Thus, "but for" the radiologist's breach of duty, the subsequent
injury would not have occurred. However, the law is too practical
to permit this kind of lawsuit to succeed.
Here the legal requirement of close and direct nexus between the
claimed actual cause and the damage sustained by the plaintiff
would not be satisfied. In this example, the cab driver's faulty
driving led to the accident that caused the plaintiff's injuries;
the dye reaction merely caused the plaintiff to miss the bus. In
general, absent the intervention of an outside individual or force
(such as the cab driver who caused the accident), actual cause is
equivalent to proximate cause.
How to reduce malpractice risk
The major cause of malpractice suits against radiologists is
failure to correctly interpret images, reportedly in 64% to 85% of
suits (M. Campbell, SCPIE Co., personal communication, June 2001).

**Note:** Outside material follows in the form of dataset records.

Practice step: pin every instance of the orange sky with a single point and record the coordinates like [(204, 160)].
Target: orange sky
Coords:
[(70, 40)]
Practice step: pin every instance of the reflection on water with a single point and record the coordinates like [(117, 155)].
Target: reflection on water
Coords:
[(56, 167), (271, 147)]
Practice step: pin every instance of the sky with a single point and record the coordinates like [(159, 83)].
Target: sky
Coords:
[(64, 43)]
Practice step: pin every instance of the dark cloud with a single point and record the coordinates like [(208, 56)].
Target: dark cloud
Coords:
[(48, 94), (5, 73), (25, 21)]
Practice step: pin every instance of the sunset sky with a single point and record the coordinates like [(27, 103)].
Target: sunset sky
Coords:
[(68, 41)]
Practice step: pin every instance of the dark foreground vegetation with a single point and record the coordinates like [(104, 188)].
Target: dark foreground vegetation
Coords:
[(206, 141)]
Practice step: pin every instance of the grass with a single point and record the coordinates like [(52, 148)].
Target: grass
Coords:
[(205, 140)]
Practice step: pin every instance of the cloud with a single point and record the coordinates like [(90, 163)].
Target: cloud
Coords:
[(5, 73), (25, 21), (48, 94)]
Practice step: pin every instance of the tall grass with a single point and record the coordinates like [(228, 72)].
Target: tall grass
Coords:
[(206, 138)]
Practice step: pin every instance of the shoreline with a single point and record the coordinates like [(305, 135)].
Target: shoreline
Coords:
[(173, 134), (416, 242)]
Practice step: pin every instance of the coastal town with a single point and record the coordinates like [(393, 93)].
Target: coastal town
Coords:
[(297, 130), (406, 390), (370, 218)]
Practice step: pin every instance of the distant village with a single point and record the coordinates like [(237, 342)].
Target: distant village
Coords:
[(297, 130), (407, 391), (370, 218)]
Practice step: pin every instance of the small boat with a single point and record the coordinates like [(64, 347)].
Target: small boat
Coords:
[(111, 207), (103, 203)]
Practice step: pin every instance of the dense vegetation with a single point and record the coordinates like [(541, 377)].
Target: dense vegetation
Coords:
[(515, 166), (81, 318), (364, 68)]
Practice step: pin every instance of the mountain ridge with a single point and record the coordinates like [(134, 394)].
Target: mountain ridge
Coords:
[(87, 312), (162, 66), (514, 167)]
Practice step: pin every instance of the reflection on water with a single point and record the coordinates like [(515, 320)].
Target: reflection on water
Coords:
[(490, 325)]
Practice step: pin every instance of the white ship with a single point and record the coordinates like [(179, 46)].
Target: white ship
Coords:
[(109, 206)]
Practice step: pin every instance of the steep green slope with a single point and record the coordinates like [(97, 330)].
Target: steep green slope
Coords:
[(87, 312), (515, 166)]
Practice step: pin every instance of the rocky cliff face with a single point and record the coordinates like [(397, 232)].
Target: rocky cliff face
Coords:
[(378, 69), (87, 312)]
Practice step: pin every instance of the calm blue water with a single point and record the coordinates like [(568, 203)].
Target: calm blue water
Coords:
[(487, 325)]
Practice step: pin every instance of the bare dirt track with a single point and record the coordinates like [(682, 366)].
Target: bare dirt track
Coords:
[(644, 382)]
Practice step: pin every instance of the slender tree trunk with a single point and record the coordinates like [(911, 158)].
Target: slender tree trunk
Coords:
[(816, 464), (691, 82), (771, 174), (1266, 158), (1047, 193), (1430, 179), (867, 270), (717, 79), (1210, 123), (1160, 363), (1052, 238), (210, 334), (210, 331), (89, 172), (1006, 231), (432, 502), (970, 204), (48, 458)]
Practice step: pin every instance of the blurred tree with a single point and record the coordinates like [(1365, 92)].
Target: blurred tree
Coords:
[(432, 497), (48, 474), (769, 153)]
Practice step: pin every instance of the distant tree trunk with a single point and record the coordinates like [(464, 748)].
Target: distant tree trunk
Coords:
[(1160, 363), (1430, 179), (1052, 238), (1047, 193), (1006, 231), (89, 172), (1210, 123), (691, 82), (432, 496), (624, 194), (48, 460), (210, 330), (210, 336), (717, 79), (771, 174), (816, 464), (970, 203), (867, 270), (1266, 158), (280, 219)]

What can radiologists do about this? It has been shown in a number
of retrospective studies that errors are regularly made in the
interpretation of radiographs. A commonly quoted incidence rate,
based on hindsight studies, is that some 30% of subsequently
discovered abnormalities could have been detected on earlier films,
but were overlooked.
This suggests that it is not possible for humans to interpret
radiographs flawlessly. Furthermore, there are two fundamentally
different types of errors in radiological diagnosis. The first of
these is the missed diagnosis, that is, where the radiological
finding representing the pathology is not mentioned by the
interpreting radiologist, and does not appear in his report at all.
The second is the misdiagnosis--the abnormal finding is detected
and noted by the radiologist but is misinterpreted as representing
something other than what it ultimately is shown to actually have
represented. For example, the mammogram finding thought to
represent a benign lesion, such as a fibroadenoma, ultimately turns
out to have represented a carcinoma.
Many missed diagnoses are not really missed at all but are noted
in the mind of the radiologist as unusual, but probably
insignificant, findings. For this reason they are not reported.
When, in retrospect, the unreported finding is shown to have
represented pathology, it is too late for the radiologist to
testify that he saw it but did not think it was significant.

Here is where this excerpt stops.